A spokesman confirmed the council had received around 600 complaints from members of the public over the decision.

The complaints come as ­Glasgow Tory councillor David Meikle faces fresh calls to quit after he flew the Israeli flag from the City Chambers on the same day.

More than 2,000 people have signed a petition urging him to resign over what they called a shameful stunt.

Mr Meikle, who represents Pollokshields and is Glasgow's only Tory councillor, accused council leaders of failing to condemn the actions of Hamas.

The petition states: "He has shown no regard to the views and feelings of his constituents.

"He is entitled to his beliefs and opinions.

"But because of his unprofessional conduct, the place and the timing of his expression leads us to believe he can no longer represent us and should therefore resign immediately."

Deputy leader Councillor Archie Graham defended the local authority's decision to fly the Palestinian flag.
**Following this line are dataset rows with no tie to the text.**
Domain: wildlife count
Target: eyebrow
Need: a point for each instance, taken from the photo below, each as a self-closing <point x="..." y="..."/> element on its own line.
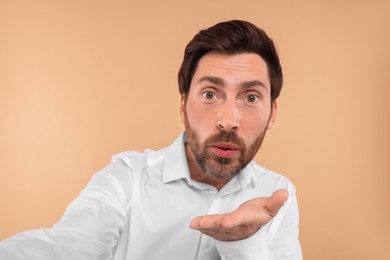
<point x="220" y="82"/>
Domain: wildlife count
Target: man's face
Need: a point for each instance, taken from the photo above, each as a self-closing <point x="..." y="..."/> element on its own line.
<point x="227" y="112"/>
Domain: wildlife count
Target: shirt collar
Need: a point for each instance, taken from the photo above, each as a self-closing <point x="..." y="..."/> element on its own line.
<point x="175" y="163"/>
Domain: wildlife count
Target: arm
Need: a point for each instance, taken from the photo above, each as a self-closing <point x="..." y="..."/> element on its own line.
<point x="89" y="228"/>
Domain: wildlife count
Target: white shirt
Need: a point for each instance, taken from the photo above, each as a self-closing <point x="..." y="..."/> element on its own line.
<point x="139" y="208"/>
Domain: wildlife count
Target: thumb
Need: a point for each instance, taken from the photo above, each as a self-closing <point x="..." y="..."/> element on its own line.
<point x="276" y="201"/>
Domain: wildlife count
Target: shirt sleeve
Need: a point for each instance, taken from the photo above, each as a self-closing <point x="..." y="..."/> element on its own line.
<point x="89" y="228"/>
<point x="277" y="240"/>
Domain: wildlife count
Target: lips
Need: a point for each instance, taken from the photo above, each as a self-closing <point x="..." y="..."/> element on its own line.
<point x="225" y="150"/>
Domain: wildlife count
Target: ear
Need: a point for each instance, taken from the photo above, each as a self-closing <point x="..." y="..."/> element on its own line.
<point x="272" y="116"/>
<point x="182" y="107"/>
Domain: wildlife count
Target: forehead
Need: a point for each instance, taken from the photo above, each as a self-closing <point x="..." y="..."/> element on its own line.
<point x="233" y="68"/>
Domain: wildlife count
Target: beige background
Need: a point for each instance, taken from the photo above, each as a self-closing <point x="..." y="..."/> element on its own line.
<point x="83" y="80"/>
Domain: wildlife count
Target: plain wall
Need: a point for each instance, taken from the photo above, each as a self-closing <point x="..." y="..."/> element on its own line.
<point x="83" y="80"/>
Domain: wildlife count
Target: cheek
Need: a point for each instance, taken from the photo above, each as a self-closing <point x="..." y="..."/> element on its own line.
<point x="201" y="121"/>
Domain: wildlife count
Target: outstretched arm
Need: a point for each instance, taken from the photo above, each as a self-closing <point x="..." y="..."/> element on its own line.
<point x="244" y="221"/>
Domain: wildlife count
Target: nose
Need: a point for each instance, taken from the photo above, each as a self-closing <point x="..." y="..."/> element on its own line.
<point x="229" y="117"/>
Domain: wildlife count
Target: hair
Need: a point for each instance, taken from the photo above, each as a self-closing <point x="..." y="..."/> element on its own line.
<point x="231" y="37"/>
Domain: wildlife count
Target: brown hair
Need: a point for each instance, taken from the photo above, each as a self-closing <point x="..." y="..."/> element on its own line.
<point x="231" y="37"/>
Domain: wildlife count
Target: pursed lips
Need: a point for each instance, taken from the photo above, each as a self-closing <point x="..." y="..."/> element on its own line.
<point x="226" y="150"/>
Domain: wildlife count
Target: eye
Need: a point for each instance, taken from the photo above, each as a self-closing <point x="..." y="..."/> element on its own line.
<point x="208" y="95"/>
<point x="252" y="98"/>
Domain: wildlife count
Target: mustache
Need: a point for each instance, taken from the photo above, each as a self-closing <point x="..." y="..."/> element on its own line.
<point x="228" y="137"/>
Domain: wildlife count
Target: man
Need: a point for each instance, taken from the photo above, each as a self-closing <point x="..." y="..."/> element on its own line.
<point x="151" y="205"/>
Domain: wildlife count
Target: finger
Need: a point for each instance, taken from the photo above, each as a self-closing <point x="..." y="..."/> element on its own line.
<point x="195" y="223"/>
<point x="206" y="222"/>
<point x="276" y="201"/>
<point x="211" y="221"/>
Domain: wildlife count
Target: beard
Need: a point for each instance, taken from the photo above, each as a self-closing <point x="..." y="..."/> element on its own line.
<point x="214" y="165"/>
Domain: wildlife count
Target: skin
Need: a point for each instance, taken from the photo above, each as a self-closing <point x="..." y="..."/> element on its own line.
<point x="229" y="93"/>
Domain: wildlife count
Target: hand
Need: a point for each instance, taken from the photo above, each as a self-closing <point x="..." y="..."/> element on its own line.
<point x="244" y="221"/>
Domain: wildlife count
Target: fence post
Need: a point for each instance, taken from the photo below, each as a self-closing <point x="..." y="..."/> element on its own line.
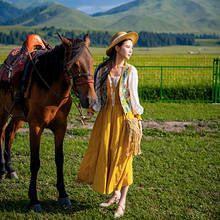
<point x="218" y="70"/>
<point x="161" y="82"/>
<point x="216" y="80"/>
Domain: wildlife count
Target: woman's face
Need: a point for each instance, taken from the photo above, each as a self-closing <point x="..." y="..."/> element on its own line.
<point x="126" y="49"/>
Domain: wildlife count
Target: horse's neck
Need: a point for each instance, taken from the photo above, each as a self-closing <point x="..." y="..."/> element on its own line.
<point x="51" y="67"/>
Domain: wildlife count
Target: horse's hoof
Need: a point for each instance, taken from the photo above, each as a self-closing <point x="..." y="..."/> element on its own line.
<point x="2" y="176"/>
<point x="12" y="175"/>
<point x="64" y="201"/>
<point x="36" y="208"/>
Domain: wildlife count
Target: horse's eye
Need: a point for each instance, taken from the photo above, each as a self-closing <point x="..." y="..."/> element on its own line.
<point x="75" y="65"/>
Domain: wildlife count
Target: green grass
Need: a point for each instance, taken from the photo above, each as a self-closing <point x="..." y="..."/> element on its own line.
<point x="184" y="76"/>
<point x="175" y="177"/>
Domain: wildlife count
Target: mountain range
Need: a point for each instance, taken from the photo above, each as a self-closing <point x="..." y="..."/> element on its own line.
<point x="195" y="16"/>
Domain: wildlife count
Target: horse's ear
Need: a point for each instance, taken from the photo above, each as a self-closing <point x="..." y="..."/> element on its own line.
<point x="86" y="40"/>
<point x="64" y="40"/>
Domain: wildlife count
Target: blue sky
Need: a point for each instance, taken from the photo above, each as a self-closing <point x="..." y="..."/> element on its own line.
<point x="92" y="6"/>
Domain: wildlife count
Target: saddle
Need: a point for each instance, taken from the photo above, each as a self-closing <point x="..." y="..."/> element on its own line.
<point x="13" y="67"/>
<point x="13" y="72"/>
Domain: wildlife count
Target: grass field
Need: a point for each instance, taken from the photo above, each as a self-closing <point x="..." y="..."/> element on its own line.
<point x="175" y="177"/>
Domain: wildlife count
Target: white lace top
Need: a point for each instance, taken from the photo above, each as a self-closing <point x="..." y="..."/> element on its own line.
<point x="133" y="87"/>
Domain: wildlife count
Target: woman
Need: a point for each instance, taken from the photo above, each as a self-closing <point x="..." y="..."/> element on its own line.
<point x="107" y="164"/>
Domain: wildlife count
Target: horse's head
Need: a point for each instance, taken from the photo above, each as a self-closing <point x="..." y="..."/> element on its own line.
<point x="79" y="65"/>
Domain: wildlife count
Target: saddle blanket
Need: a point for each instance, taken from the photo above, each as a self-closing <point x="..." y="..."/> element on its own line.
<point x="13" y="66"/>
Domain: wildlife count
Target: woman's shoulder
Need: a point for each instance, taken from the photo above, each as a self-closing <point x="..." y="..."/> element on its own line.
<point x="132" y="68"/>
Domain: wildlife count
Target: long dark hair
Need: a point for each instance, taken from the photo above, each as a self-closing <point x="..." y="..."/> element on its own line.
<point x="110" y="62"/>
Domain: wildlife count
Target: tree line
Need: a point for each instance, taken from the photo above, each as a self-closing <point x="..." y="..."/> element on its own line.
<point x="102" y="38"/>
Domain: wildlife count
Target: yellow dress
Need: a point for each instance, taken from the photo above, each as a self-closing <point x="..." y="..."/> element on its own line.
<point x="106" y="165"/>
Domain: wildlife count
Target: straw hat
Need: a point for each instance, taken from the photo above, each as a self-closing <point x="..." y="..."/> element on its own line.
<point x="120" y="36"/>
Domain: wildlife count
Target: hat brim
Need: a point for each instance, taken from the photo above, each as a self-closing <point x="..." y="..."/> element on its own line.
<point x="133" y="36"/>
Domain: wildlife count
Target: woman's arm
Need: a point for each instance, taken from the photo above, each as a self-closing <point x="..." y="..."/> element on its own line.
<point x="133" y="87"/>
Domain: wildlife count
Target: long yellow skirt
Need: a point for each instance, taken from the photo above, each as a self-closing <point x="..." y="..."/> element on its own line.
<point x="106" y="165"/>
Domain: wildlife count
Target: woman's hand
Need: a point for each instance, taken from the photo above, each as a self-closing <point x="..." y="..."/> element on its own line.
<point x="87" y="117"/>
<point x="140" y="127"/>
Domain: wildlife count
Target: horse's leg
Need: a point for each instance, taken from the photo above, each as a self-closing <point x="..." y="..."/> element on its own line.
<point x="35" y="134"/>
<point x="59" y="133"/>
<point x="10" y="132"/>
<point x="3" y="121"/>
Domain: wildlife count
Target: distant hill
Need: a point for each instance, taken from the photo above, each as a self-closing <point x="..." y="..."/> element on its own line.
<point x="194" y="16"/>
<point x="58" y="16"/>
<point x="7" y="11"/>
<point x="165" y="16"/>
<point x="29" y="4"/>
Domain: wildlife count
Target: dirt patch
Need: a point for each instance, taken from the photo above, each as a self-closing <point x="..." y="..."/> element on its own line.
<point x="168" y="125"/>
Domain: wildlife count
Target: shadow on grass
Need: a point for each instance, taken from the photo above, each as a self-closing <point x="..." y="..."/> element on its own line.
<point x="48" y="206"/>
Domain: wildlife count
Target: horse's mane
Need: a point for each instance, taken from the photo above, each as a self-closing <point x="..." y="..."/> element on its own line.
<point x="50" y="64"/>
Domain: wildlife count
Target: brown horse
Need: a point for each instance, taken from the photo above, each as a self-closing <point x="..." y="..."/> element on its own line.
<point x="48" y="102"/>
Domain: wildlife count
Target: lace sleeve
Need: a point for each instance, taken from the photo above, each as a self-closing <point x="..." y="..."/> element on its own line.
<point x="133" y="87"/>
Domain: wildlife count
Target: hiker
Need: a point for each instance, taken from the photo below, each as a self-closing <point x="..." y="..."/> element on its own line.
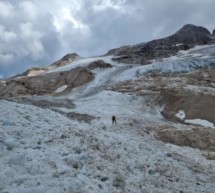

He said the decision was a "gesture of humanitarian ­solidarity with the innocent civilians".

Mr Graham added: "The life of a Palestinian child is of equal value to the life of an Israeli child.

"The gesture, following ­representation to the Lord Provost from the Mayor of our twin-city of Bethlehem, was certainly not intended as an indication of support for any particular regime or movement.

"The council administration has made it clear that our ­position is that the rocketing of Israel by Gaza-based militants must stop, a ceasefire should be ­universally observed, both sides should engage in meaningful ­negotiations, and the blockade should be lifted as prerequisites for a viable Palestine alongside a secure Israel."

Mr Graham said the council was well aware of the sensitivities and "insecurities" among the local population that had been caused by the conflict.

He added: "We are very s­upportive of community-based efforts to sustain what are strong and respectful relations between Glasgow's Muslim and Jewish populations.

"Glasgow utterly abhors and rejects any forms of discrimination, including anti-Semitism and Islamophobia."